Re: Nasty clang loop unrolling..

From: Nick Desaulniers <ndesaulniers@google.com>
To: Linus Torvalds <torvalds@linux-foundation.org>
Cc: Nathan Chancellor <nathan@kernel.org>,
	 clang-built-linux <clang-built-linux@googlegroups.com>,
	llvm@lists.linux.dev,  craig.topper@sifive.com,
	Philip Reames <philip@switchbackcompilers.com>
Subject: Re: Nasty clang loop unrolling..
Date: Sat, 28 Aug 2021 13:29:27 -0700	[thread overview]
Message-ID: <CAKwvOdnbiLk4N6Qqdz=RT9nsjYQv41XnXK71azYte7h0JqoohQ@mail.gmail.com> (raw)
In-Reply-To: <CAHk-=wiNHx_GpjoWt9VMffKunZZy5MaTe3pM+cpBgE7OyyrX5Q@mail.gmail.com>

(We're moving from clang-built-linux@googlegroups.com to
llvm@lists.linux.dev; sorry for the churn, but we think this will make
for more accessible archival and access from lore.kernel.org)

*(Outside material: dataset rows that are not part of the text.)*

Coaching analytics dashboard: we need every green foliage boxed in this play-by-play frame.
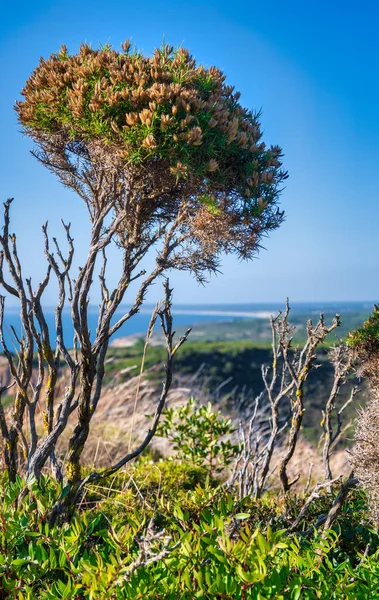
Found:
[17,44,281,205]
[347,310,379,351]
[157,398,239,475]
[0,476,379,600]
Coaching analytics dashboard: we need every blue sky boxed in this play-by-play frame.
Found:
[0,0,379,303]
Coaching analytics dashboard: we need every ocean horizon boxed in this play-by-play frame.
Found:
[0,301,373,351]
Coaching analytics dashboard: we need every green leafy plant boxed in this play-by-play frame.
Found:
[157,398,239,475]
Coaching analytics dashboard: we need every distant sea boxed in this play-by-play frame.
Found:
[0,302,373,351]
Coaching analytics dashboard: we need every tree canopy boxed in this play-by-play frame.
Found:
[16,42,287,270]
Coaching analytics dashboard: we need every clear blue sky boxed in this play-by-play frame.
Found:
[0,0,379,303]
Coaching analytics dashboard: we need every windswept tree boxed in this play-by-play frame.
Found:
[0,42,286,506]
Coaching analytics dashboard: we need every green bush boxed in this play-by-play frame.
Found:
[0,479,379,600]
[156,398,239,475]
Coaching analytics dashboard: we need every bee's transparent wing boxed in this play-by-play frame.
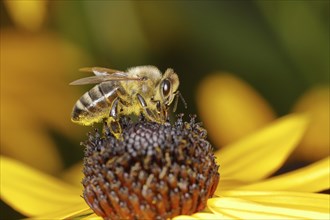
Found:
[79,67,122,76]
[70,73,142,85]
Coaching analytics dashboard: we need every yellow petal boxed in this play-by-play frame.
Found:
[293,86,330,161]
[197,73,275,147]
[236,157,330,192]
[192,212,234,219]
[207,197,329,219]
[4,0,47,31]
[173,215,200,220]
[33,203,94,220]
[219,190,330,213]
[81,213,103,220]
[0,29,88,173]
[214,177,247,196]
[215,114,308,181]
[0,156,88,216]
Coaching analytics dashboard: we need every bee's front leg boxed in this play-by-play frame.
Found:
[136,93,159,122]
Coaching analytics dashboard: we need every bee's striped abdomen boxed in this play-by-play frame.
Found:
[72,82,118,125]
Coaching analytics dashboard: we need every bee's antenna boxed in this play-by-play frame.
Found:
[173,91,187,112]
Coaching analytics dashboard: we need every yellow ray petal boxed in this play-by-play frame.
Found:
[4,0,48,31]
[219,190,330,213]
[215,114,308,181]
[197,73,275,147]
[173,215,200,220]
[207,197,329,219]
[192,212,234,219]
[82,213,103,220]
[293,86,330,161]
[214,177,247,196]
[0,156,88,216]
[236,157,330,192]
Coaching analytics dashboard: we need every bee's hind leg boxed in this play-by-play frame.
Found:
[106,98,122,139]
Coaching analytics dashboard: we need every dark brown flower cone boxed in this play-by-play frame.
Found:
[83,116,219,219]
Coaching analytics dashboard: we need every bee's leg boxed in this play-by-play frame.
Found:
[136,94,159,122]
[107,97,122,139]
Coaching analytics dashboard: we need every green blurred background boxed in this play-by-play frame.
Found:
[0,0,329,218]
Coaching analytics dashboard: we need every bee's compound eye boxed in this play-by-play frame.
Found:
[162,79,171,97]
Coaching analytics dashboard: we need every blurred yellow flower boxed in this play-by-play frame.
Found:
[293,86,330,161]
[197,73,275,147]
[4,0,48,31]
[0,29,87,173]
[1,115,330,219]
[197,73,330,162]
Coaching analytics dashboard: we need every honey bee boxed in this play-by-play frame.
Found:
[70,66,186,126]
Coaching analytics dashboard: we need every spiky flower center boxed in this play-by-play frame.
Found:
[83,116,219,219]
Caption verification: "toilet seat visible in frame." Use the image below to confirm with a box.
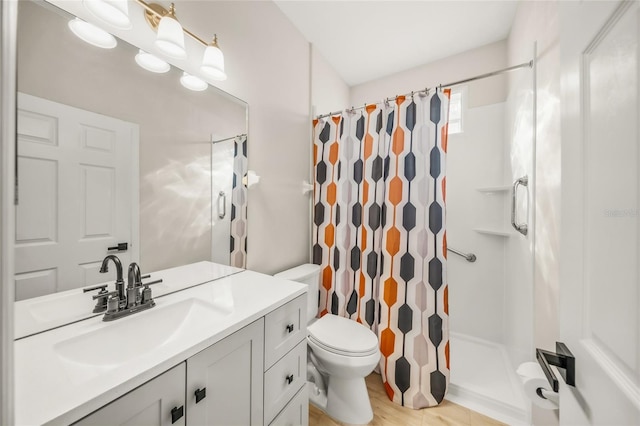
[307,314,378,357]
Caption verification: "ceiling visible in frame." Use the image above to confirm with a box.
[275,0,518,86]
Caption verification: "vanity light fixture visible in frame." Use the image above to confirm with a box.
[136,49,171,74]
[155,3,187,59]
[135,0,227,80]
[200,34,227,81]
[82,0,133,30]
[68,18,118,49]
[180,72,209,92]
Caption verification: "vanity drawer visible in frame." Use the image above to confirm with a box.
[264,339,307,424]
[264,293,307,369]
[269,386,309,426]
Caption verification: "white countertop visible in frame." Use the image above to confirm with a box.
[14,261,244,339]
[14,271,306,425]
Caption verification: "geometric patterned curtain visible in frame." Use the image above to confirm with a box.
[313,90,450,408]
[229,135,248,268]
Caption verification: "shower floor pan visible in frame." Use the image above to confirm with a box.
[446,333,531,425]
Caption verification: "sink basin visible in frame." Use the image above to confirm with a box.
[53,299,231,382]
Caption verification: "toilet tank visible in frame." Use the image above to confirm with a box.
[274,263,320,323]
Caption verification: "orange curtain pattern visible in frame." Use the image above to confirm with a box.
[313,90,449,408]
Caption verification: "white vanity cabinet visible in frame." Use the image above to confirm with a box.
[74,362,186,426]
[70,294,309,426]
[186,318,264,425]
[264,294,309,425]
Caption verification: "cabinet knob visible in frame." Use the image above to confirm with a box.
[171,405,184,424]
[195,388,207,404]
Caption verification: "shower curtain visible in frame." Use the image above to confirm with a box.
[313,90,450,408]
[229,135,248,268]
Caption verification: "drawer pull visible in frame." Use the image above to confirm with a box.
[196,388,207,404]
[171,405,184,424]
[285,374,293,385]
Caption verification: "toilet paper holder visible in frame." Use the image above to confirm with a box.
[536,342,576,392]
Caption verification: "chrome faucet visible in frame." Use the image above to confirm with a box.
[84,254,162,321]
[127,262,142,308]
[100,254,126,300]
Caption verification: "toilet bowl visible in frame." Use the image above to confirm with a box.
[275,264,380,424]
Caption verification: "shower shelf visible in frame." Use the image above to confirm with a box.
[473,228,511,237]
[476,185,511,194]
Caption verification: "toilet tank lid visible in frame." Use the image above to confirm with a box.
[274,263,320,281]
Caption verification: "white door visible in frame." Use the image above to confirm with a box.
[559,1,640,425]
[15,93,138,300]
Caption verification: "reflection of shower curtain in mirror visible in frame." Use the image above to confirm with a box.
[229,135,247,268]
[313,90,449,408]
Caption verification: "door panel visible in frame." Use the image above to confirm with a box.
[15,93,139,300]
[559,2,640,425]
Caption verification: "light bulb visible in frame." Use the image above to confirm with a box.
[69,18,118,49]
[200,35,227,80]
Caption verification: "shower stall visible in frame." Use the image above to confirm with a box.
[447,64,535,424]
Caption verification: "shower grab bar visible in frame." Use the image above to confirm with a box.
[218,191,227,219]
[447,247,477,263]
[511,176,529,235]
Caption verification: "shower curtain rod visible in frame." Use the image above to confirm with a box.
[211,133,247,143]
[316,60,533,119]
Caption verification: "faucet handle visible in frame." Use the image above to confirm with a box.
[93,291,118,301]
[141,279,162,305]
[82,284,109,293]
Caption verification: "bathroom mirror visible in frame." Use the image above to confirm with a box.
[15,1,248,301]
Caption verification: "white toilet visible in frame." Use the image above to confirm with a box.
[275,264,380,424]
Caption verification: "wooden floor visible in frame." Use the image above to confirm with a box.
[309,373,506,426]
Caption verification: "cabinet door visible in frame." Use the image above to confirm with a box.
[75,362,186,426]
[187,318,264,425]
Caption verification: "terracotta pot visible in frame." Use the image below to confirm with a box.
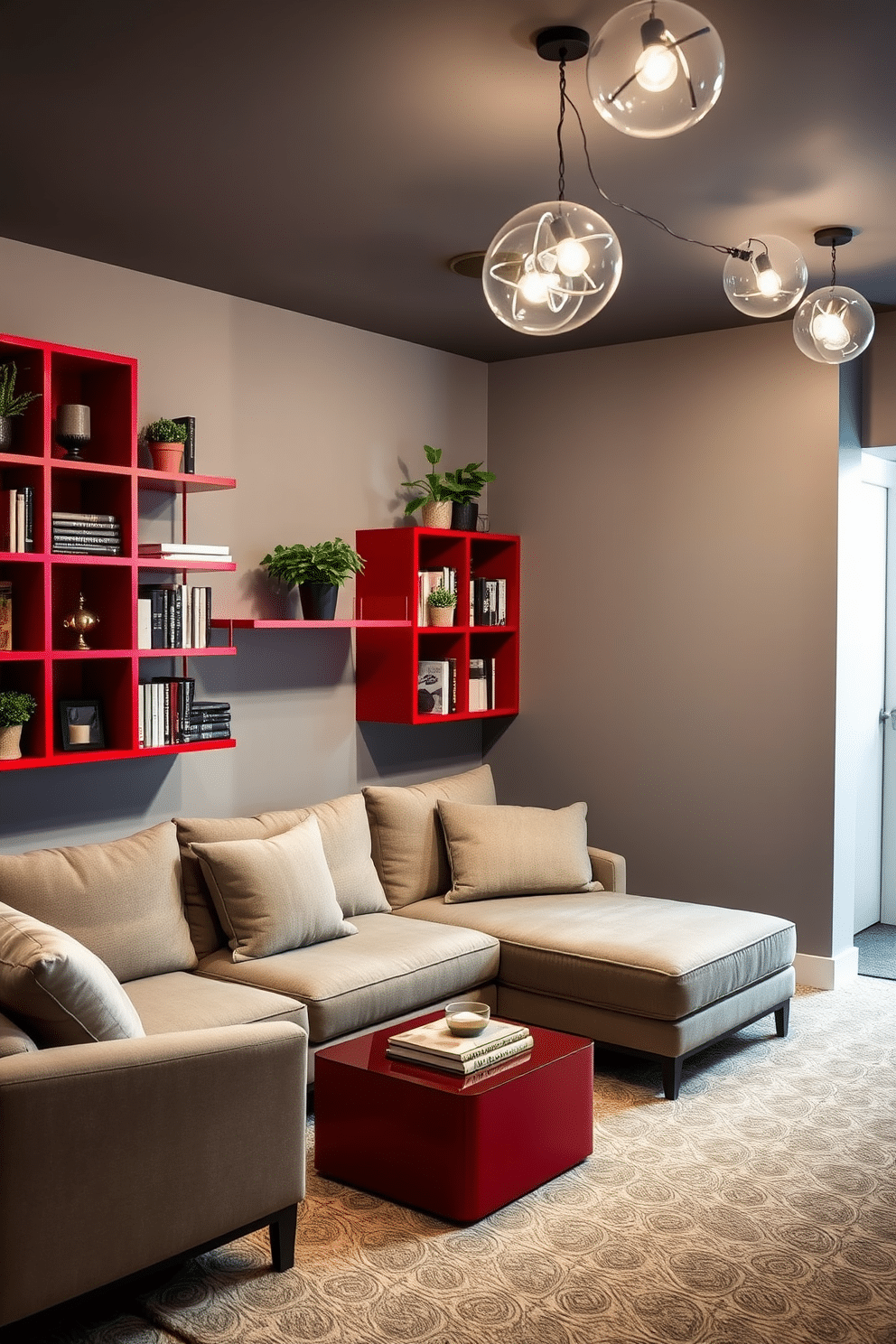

On Sat, Aug 28, 2021 at 11:29 AM Linus Torvalds
<torvalds@linux-foundation.org> wrote:
>
> So it turns out that s390 had a bug due to its own private 'strncpy()'
> being broken and not doing the insane thing that strncpy() is defined
> to do.

Like continuing to zero the rest of the buffer up to n?

>
> Which is fine - I understand exactly how that happens, and strncpy()
> is one of my least favorite functions.
>
> Anyway, I suggested that s390 just use the generic function we have,
> instead of implementing its own version, because nobody really cares,
> and the generic function is small and simple and "good enough". See
>
>     https://lore.kernel.org/lkml/CAHk-=wjhKNB_1a6wjjPh2PvMrtjVs=DgGY5uM2jq3WBBaYMyGQ@mail.gmail.com/
>
> for details, although they don't really matter for this email.
>
> What matters for this email is that writing that thing made me go "ok,
> just how good does that generic version look, compared to the old
> legacy 32-bit historical version that uses the x86 string instructions
> just because it literally goes all the way back to my learning the
> i386 and learning gcc inline asm".
>
> Because yes, that routine *literally* exists in that exact form in
> linux-0.01 - it's moved, and it has lost a "cld" instruction since we
> now have the rule that DF is always clear in the kernel, but our old
> 32-bit x86 'strncpy()" is horrible slow garbage, but also a historical
> gem from 30 years ago.
>
> But x86-64 doesn't do that, so I just built lib/string,c with clang,
> to see what it could do.
>
> Can clang do better than complete garbage written by a clueless person
> from three decades ago?
>
> The end result is not good.
>
> Clang decides to unroll that loop four times, and in the process
> making the code 4x the size it should be, for absolutely zero gain.
>
> This is the whole function with #pragma nounroll (ie "sane"):
>
>    strncpy:
>            movq %rdi, %rax
>            testq        %rdx, %rdx
>            je   .LBB3_5
>            xorl %ecx, %ecx
>            jmp  .LBB3_2
>            .p2align     4, 0x90
>    .LBB3_4:
>            addq $1, %rcx
>            cmpq %rcx, %rdx
>            je   .LBB3_5
>    .LBB3_2:
>            movzbl       (%rsi), %edi
>            movb %dil, (%rax,%rcx)
>            testb        %dil, %dil
>            je   .LBB3_4
>            addq $1, %rsi
>            jmp  .LBB3_4
>    .LBB3_5:
>            retq
>
> and honestly, that's perfectly fine. It's very much what the code
> does. It's 44 bytes, it fits in one cacheline, it's not horrible. It's
> not what I would have done by hand, and clang seems a bit too eager to
> move the loop end test to the top of the loop, but whatever. I see
> nothing that makes me go "that's horrible".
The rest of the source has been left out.